State Conservationist Ivan Dozier recently announced the launch of a new Water Quality Initiative committed to improving three impaired watersheds in Illinois. USDA's Natural Resources Conservation Service will manage the initiative by making financial assistance available to farmers and forest landowners in the priority watersheds.
"With the help of our partners, we've selected three watersheds that are impaired but well positioned and ready to make critical changes that will significantly improve water quality," Dozier explains.
- Douglas Creek Watershed, 14,300 acres in St. Clair County
- Crooked Creek-Bon Pas Watershed, 33,266 acres in parts of Richland, Wabash, Edwards, & Lawrence Counties
- Lake Vermilion Watershed, 17,656 acres in Vermilion County
Through this effort, eligible producers can invest in voluntary conservation practices to help provide cleaner water for their neighbors and communities. Using funds from the Environmental Quality Incentives Program, NRCS will provide financial and technical assistance to producers for implementing conservation practices such as cover crops, filter strips and nutrient management plans in watersheds with impairments where focused federal investments can make a difference in improving water quality.
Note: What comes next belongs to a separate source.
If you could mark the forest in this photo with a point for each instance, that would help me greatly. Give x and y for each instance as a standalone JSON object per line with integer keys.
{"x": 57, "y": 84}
"American farmers are good stewards of the environment, especially when they have the tools they need to protect or improve fish and wildlife habitat and water quality," says NRCS Chief Dave White. "We look forward to collaborating with producers in key watersheds to help them have a positive impact on streams with impaired water quality."
All three Illinois watershed areas are of modest size and include diverse landscapes and land uses. Watersheds include working farmland, grazing land, private homes, and community areas used by the public for businesses, tourism, and other land uses.
The Illinois sites cover more than 65,000 acres and include a variety of valuable water sources and creeks, wildlife and aquatic species, trees and forested areas, as well as soil and other natural resources. All three sites have been identified as impaired with degraded water quality issues in need of attention.
NRCS accepts applications for financial assistance on a continuous basis throughout the year. There will be one ranking period for the Water Quality Initiative on June 15, 2012. NRCS will rank all submitted proposals for funding consideration. This summer, NRCS will notify all applicants of the results of the rankings and begin developing contracts with selected applicants.